At 15:52 9/22/2000 -0400, R. A. Hettinga forwarded:
At the EFF end-of-RSA ball in SF last night David Chaum stood up and said a few enigmatic words [...]
Well, I wasn't there -- we still were recovering from our own east coast bash the day before... But here's some stuff (below) that might be interesting. First, an article that appeared in the September 20, 2000 issue of American Banker. You'll recall that circa May 1999, Drew Hyatt and other folks bought the 16 patents from Digicash/Chaum and formed eCash Technologies. Excerpt from article:
Back when Digicash Inc. was trying to sell its eCash electronic payment products to U.S. banks, there were few takers.
But now the products are being offered by eCash Technologies Inc., which has struck at least one noteworthy deal: Metavante Corp., the technology subsidiary of Marshall & Ilsley Corp., has agreed to integrate the products into its transaction processing system.

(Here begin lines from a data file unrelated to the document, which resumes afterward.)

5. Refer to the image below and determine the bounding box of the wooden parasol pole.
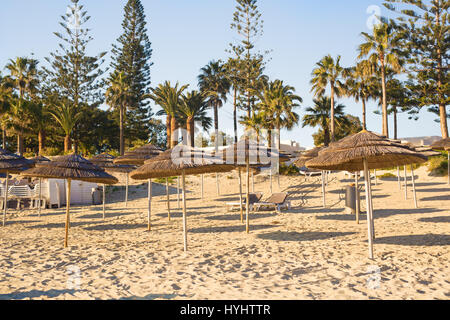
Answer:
[177,176,180,209]
[321,171,326,208]
[404,165,408,199]
[64,178,71,248]
[355,172,360,224]
[366,167,375,240]
[147,179,152,231]
[363,159,374,259]
[125,172,129,208]
[238,167,243,223]
[448,152,449,185]
[2,171,8,226]
[182,170,187,252]
[246,160,250,234]
[411,165,418,208]
[166,178,171,221]
[397,166,401,190]
[38,178,42,217]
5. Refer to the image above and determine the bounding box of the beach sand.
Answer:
[0,166,449,300]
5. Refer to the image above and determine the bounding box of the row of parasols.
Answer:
[295,131,449,259]
[0,140,287,252]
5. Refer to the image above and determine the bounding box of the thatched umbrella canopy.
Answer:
[29,155,51,164]
[89,153,135,219]
[28,155,50,217]
[218,139,281,232]
[0,148,34,226]
[113,145,162,207]
[131,145,233,251]
[114,144,163,165]
[431,138,450,185]
[306,130,427,259]
[21,154,118,247]
[431,138,450,151]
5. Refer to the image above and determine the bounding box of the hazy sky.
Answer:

Metavante said it could not discuss the deal because it is in a "quiet period" related to an initial public offering. The company, which provides data processing services for 700 banks, will begin by offering its members eCash's Monneta Debit software, which allows consumers to shop or send money online without exposing their actual debit card numbers. [...] eCash Technologies is marketing the electronic payment products under the name Monneta. The company is touting the Monneta suite -- which includes debit, prepaid, business-to-business, and person-to-person payment products -- as an anonymous way to make online payments. It uses a blind signature system, which means that customers can send money to one another through e-mail, or buy from any online merchant site, without revealing their identities.
Joseph Nocera, editor-at-large at Fortune, is a smart fellow and a good interviewer. I know him from when I was also at Time Inc. He wrote in the August 2000 issue of Money magazine:
But of course someone did think of it before. He was just too far ahead of his time. When I spoke to Chaum recently, he professed to have "burned out" trying to make Digicash work. He had sold its patents to another company and was no longer paying close attention to the business.

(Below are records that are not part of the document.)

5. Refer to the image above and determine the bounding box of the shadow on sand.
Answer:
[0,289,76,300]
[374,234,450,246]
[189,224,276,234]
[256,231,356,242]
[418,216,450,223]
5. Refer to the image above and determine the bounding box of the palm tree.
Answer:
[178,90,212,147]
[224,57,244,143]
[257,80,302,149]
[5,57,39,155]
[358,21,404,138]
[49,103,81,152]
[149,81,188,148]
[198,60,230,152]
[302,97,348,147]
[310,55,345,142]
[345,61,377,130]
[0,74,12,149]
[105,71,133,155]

He did tell me about a few of his more recent breakthroughs, however. One was called Digilock. "You take an ordinary key," he explained, "and put it in an ordinary lock, and it looks it up in a database and says whether the key is okay or not. It makes it possible for a person to have one key for everything." Yeah, I know: It sounds a little far out. But then, I used to think e-cash sounded pretty far out too.